At this year’s Sydney Film Festival following our interview with Billy Connolly, we had the chance to see Pixar’s 13th creation Brave at the Australian premiere of the film. This is our review of the film – but as usual – no matter what we say; we recommend that you still go to your local cinema and see the film because: There is no better critic than yourself!
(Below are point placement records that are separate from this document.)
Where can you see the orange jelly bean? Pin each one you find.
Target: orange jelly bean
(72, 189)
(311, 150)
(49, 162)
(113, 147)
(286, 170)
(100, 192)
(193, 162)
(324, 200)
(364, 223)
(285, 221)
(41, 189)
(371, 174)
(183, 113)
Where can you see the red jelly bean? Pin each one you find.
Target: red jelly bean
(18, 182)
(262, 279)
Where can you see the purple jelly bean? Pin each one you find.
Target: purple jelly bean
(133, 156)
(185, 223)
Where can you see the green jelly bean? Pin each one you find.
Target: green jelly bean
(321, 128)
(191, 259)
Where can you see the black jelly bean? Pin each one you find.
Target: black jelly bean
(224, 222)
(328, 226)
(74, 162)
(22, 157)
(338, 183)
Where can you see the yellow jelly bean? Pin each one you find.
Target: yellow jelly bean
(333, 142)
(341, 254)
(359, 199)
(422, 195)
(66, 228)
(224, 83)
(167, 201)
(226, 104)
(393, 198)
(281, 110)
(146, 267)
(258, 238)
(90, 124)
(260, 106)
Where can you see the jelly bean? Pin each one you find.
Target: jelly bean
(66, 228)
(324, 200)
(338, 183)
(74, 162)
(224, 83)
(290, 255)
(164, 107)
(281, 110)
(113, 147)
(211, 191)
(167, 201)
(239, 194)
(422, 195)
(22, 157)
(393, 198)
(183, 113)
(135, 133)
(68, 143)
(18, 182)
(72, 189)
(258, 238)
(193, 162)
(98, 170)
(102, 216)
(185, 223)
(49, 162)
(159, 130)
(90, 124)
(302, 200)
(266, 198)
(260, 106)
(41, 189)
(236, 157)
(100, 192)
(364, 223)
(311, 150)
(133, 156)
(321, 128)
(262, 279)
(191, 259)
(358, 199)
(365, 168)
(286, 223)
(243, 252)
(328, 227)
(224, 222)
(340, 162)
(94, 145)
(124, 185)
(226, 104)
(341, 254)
Brave is the new animation from the masterminds behind Wall-E, Up and The Incredibles. It is the story of Merida (Kelly Macdonald), a Scottish princess, daughter of the legendary Bear killer King Fergus (Billy Connolly) who wants to master her own destiny after she finds out that she must marry a warrior from one of the 3 clans which is a rule set by her strict Queen Mother Elinor (Emma Thompson). But Merida, a spirited girl gifted at archery decides to run away and find a way to convince her mother to break such awful tradition. While in the forest, she meets a witch who might have the solution to her trouble by cursing her mother to have an accident, possibly changing her destiny for good or for bad.

Brave has a very simple plot where the mother-daughter relationship is the center of the story highlighting female characters while the male ones are more decorative and used to bring the humor to the film, such as the very funny King Fergus, a true warrior who loves to eat, party all day and enjoys a good fight.

The film is not as moving as Wall-E or Up but it still stands in its own way, exploring a new area for Pixar, using strong female characters and less comedy, making the film very dark and scary sometimes for kids. It is essentially a classic princess story closer to Disney style instead of Pixar which might or might not be enjoyed by die-hard Pixar fans.

Yet despite not having big Hollywood stars behind the microphone, the voice cast is a very clever selection of the fantastic Billy Connolly whose character fits him perfectly and an even better Emma Thompson and Kelly Macdonald as the female leads speaking in perfect Scottish accents. Their performance is so brilliant that you don`t even notice who the rest of the voice cast is, which includes Robbie Coltrane and Craig Ferguson.

In terms of animation, Pixar once again blew our minds with visually stunning sequences and unique textures and lighting, using some sinister touches for this film specifically. The art direction and character design is flawless as the attention to detail begins from the hair on each character to the digital backgrounds creating marvelous Scottish styled landscapes.

Overall Brave is an enjoyable film, though lacking a certain quality which past Pixar films has (except for the disappointing Cars 2) but it is still a good story with a deep message to enter the Pixar Hall of Fame (However, the message ‘Create your own destiny’ is not used consistently, just like the concept of magic or the villain in the film – a giant black bear –  making you feel that Pixar could have extended the story for another half an hour.

Perhaps the 3D version will impress people more as we saw it in 2D at the Sydney Film Festival because from past experience, the best 3D films are usually animations. Regardless Brave is still a must see film for all Pixar lovers as it used all the signature elements to create this new adventure, without taking much risks but exploring some new features.